La fidélité est le second aspect de l’appropriation. Elle s’analyse en rapport avec l’esprit de la technologie : ainsi, si les caractéristiques d’une technologie sont conçues dans le but de promouvoir l’esprit de la technologie, elles sont toutefois indépendantes de celui-ci et peuvent être appropriées sans faire preuve de fidélité à l’esprit de la technologie. La fidélité décrit donc le degré de conformité de l’appropriation étudiée avec l’esprit de la technologie tel qu’il est promu par les designers puis les membres de l’organisation. Dans cette perspective, l’appropriation peut être fidèle ou infidèle. Il est toutefois important de noter qu’une appropriation infidèle à l’esprit de la technologie n’est pas qualifiée de mauvaise ou d’impropre. Elle est juste en dehors de l’esprit promulgué par la technologie.

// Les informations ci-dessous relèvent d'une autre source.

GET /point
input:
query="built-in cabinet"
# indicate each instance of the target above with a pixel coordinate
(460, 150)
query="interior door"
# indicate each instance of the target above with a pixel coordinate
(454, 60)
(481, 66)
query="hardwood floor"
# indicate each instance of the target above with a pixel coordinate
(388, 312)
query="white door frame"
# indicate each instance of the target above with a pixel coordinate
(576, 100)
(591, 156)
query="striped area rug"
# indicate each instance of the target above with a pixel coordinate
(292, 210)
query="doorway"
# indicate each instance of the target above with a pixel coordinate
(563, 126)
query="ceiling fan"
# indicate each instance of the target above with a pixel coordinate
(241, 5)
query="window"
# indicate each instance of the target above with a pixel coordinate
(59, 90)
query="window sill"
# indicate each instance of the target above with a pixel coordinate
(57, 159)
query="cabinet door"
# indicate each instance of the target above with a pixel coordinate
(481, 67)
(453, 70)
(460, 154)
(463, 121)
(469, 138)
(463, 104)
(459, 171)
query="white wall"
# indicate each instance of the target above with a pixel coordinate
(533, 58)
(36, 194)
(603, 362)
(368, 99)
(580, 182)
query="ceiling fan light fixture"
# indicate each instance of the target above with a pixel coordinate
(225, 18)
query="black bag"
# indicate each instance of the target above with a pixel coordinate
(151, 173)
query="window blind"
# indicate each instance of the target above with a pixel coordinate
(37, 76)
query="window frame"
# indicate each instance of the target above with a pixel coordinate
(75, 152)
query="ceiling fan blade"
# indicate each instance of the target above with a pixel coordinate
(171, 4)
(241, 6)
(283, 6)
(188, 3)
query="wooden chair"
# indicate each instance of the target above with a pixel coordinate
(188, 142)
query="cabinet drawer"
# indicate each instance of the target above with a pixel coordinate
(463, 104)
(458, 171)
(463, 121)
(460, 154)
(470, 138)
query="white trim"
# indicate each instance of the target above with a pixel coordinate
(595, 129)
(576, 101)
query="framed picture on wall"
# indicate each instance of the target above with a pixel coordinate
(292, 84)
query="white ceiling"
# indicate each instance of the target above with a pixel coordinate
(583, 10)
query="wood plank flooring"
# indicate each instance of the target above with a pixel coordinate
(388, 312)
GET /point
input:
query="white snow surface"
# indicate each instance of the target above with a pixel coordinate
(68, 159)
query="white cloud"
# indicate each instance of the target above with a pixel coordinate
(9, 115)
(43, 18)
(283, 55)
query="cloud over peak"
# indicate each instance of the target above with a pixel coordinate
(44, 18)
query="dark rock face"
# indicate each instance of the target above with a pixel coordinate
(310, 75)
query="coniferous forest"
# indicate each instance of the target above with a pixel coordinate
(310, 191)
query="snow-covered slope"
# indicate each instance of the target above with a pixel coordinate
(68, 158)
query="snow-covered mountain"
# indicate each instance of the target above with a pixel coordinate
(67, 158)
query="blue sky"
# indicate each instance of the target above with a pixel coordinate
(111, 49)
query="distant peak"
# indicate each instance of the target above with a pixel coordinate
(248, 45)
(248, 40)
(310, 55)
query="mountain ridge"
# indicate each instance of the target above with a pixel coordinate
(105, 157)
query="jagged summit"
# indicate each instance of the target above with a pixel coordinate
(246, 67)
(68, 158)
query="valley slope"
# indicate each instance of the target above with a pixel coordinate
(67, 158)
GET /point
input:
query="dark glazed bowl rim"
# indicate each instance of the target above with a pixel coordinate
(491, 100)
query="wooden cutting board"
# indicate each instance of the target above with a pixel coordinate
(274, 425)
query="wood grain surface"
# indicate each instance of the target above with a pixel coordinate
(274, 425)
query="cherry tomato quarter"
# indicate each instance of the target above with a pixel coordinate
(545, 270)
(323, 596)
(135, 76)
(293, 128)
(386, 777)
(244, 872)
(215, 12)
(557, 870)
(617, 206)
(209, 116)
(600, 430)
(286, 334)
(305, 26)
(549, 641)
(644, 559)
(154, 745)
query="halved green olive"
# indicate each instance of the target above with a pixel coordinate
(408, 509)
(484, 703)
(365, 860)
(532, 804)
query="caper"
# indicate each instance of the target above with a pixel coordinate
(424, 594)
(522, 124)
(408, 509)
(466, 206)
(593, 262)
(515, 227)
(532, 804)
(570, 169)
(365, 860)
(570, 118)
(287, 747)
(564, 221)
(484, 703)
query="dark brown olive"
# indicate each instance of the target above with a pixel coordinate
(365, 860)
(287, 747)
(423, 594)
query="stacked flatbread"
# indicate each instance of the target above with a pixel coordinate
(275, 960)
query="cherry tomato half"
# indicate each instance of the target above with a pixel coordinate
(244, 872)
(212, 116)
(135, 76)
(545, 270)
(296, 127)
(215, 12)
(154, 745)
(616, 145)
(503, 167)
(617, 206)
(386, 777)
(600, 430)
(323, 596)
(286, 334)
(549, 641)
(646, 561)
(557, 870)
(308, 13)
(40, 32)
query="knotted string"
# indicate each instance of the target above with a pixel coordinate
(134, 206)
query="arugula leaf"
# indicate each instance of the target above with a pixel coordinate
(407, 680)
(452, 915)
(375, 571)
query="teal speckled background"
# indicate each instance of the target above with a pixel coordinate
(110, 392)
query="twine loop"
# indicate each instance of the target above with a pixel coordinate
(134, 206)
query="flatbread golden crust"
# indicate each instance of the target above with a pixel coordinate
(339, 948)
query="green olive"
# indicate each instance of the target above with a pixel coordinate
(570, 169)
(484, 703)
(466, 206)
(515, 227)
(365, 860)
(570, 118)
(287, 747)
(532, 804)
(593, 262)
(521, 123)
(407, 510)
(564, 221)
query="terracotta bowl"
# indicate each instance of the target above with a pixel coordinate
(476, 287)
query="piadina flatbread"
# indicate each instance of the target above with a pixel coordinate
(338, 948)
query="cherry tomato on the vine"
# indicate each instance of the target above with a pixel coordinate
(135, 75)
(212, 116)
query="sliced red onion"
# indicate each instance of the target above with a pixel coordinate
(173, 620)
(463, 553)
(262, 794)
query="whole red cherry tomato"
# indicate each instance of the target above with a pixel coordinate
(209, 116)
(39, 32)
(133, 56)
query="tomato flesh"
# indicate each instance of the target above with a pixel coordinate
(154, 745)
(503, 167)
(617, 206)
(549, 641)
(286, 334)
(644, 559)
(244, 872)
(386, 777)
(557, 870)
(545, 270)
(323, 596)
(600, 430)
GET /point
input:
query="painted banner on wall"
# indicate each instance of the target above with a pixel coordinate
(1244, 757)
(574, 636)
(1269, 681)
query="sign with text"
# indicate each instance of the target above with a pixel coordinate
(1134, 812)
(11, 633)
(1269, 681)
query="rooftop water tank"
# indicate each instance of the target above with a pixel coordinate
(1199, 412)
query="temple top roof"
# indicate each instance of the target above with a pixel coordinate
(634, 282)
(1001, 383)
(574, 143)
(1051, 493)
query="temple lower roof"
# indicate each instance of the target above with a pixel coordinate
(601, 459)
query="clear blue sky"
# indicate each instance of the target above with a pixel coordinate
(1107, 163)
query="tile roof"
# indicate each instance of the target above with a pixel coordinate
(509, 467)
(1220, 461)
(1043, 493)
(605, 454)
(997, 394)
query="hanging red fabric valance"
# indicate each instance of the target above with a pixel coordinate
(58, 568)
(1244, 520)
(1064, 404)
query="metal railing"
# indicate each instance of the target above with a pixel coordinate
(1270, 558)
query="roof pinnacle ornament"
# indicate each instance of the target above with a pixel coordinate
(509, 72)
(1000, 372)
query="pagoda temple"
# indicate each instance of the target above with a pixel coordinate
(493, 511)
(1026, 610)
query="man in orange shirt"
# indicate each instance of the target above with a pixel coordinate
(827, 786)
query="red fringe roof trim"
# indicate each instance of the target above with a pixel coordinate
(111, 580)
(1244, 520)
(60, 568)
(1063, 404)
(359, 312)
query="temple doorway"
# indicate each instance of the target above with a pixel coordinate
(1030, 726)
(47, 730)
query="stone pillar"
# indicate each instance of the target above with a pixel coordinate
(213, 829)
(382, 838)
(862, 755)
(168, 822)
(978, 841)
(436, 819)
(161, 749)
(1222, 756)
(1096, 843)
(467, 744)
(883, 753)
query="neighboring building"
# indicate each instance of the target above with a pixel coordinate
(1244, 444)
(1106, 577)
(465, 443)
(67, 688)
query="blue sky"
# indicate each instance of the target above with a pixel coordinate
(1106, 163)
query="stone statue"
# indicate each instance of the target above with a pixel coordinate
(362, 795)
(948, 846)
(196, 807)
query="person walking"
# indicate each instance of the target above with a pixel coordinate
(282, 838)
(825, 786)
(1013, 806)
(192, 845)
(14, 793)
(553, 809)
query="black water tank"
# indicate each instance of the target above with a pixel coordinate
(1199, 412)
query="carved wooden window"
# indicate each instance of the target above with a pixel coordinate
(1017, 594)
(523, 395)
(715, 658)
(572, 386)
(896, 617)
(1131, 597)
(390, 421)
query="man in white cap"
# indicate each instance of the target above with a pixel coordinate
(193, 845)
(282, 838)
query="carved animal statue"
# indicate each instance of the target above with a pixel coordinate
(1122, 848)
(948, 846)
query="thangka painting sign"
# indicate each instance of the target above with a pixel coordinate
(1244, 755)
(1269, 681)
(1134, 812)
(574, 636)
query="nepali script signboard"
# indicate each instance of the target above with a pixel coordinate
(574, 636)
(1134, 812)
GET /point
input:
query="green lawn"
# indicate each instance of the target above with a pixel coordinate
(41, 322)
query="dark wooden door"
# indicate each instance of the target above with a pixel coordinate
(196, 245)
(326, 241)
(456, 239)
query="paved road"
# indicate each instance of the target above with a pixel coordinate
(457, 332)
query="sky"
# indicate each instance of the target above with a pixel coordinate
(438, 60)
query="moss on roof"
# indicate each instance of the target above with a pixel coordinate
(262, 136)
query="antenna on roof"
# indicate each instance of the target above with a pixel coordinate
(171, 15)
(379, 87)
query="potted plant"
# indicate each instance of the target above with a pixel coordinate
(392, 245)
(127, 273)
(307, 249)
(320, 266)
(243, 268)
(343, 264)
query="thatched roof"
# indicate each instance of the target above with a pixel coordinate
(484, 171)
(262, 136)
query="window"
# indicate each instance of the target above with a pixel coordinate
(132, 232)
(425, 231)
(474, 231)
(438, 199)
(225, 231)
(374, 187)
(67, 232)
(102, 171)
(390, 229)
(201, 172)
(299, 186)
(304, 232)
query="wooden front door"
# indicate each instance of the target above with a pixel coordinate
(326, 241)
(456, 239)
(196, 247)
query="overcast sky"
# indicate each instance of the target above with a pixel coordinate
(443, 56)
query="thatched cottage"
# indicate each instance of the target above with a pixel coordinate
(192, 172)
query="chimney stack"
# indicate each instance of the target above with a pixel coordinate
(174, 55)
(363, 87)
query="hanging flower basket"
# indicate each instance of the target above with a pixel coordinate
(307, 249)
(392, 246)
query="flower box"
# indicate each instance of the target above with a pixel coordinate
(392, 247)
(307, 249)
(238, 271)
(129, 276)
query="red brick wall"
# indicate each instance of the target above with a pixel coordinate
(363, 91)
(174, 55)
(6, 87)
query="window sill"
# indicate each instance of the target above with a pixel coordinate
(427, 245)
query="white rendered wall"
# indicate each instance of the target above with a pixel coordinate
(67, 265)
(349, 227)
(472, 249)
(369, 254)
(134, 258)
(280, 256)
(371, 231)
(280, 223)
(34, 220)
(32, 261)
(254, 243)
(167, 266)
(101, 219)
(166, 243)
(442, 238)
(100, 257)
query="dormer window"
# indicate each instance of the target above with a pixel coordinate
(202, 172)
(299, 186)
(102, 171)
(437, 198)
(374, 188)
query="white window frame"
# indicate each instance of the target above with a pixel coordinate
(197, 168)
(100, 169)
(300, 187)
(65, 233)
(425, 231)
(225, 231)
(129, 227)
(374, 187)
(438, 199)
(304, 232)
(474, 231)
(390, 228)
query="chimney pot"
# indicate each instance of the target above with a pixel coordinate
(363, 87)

Les usages instrumentaux traduisent les buts ou le sens que des groupes assignent à une technologie lorsqu’ils l’utilisent. Pour DeSanctis et Poole, identifier ces usages instrumentaux permet de comprendre quelles structures sont utilisées et comment, et au-delà, pourquoi elles le sont. DeVaujany [2001]

souligne ainsi que ces usages instrumentaux sont des usages de premier degré, une

sorte d’intention dans l’action. Il est alors possible de distinguer les usages centrés tâche, les usages centrés processus ou encore les usages centrés pouvoir … [DeSanctis et al., 1991].

 DeSanctis et Poole proposent enfin les attitudes affichées par les utilisateurs comme dimension de l’appropriation. Celles-ci peuvent être de plusieurs sortes : la confiance par rapport à l’usage de l’outil, le degré auquel les utilisateurs la perçoive comme utile ou encore leur propension à travailler dur et à exceller quand ils utilisent la technologie.

Ces différentes dimensions doivent, selon les auteurs de la TSA, être analysées à trois niveaux distincts [Poole et DeSanctis, 1994 : 134] :

(1) Le niveau micro qui « examine l’appropriation des structures d’une technologie telle qu’elle apparaît dans les phrases, les tournures du discours, ou d’autres actes spécifiques du discours ».

(2) Le niveau intermédiaire qui permet « d’identifier les modes d’appropriation les plus persistants et typiques d’un groupe sur une période ». Les objets d’analyse sont ici les conversations, les réunions et documents. Il s’agit d’identifier « des formes systématiques dans la façon dont un groupe s’approprie les structures d’une technologie, en incluant des modes d’appropriation dominants, le degré de fidélité des appropriations ainsi que les usages instrumentaux et les attitudes associés au processus d’appropriation ».

(3) Enfin le niveau institutionnel qui requiert une analyse longitudinale des discours sur la technologie. Le but est ici « d’identifier des modèles persistants de business units (la production versus le marketing par exemple), de profils d’utilisateurs (hommes versus femme) ou encore d’organisations (manufactures versus entreprises de service) ». Il s’agit véritablement d’un

« méso-niveau » et qui correspond au niveau le plus souvent analysé dans les perspectives structurationnistes. Ici, l’objectif consiste essentiellement à identifier « des changements persistants dans les comportements après l’introduction d’une technologie, comme des réorientations dans la

description de problèmes, dans les prises de décision ou encore dans les légitimations des choix ».

DeSanctis et Poole notent enfin que des facteurs peuvent influencer la façon dont un groupe s’approprie les structures sociales disponibles. Ces facteurs sont au nombre de quatre.

Il s’agit du style d’interaction entre les membres (par exemple le style du leader), du degré d’expérience et de connaissance des membres sur les structures encastrées dans la technologie, du degré perçu par les individus que les autres membres connaissent et acceptent l’usage des structures, et enfin, du degré d’accord entre les membres sur les structures qui peuvent être appropriées.

Chacun de ces éléments, les dimensions de l’appropriation, la définition de la technologie, …, concourent à formuler un véritable modèle de la théorie de la structuration adaptative.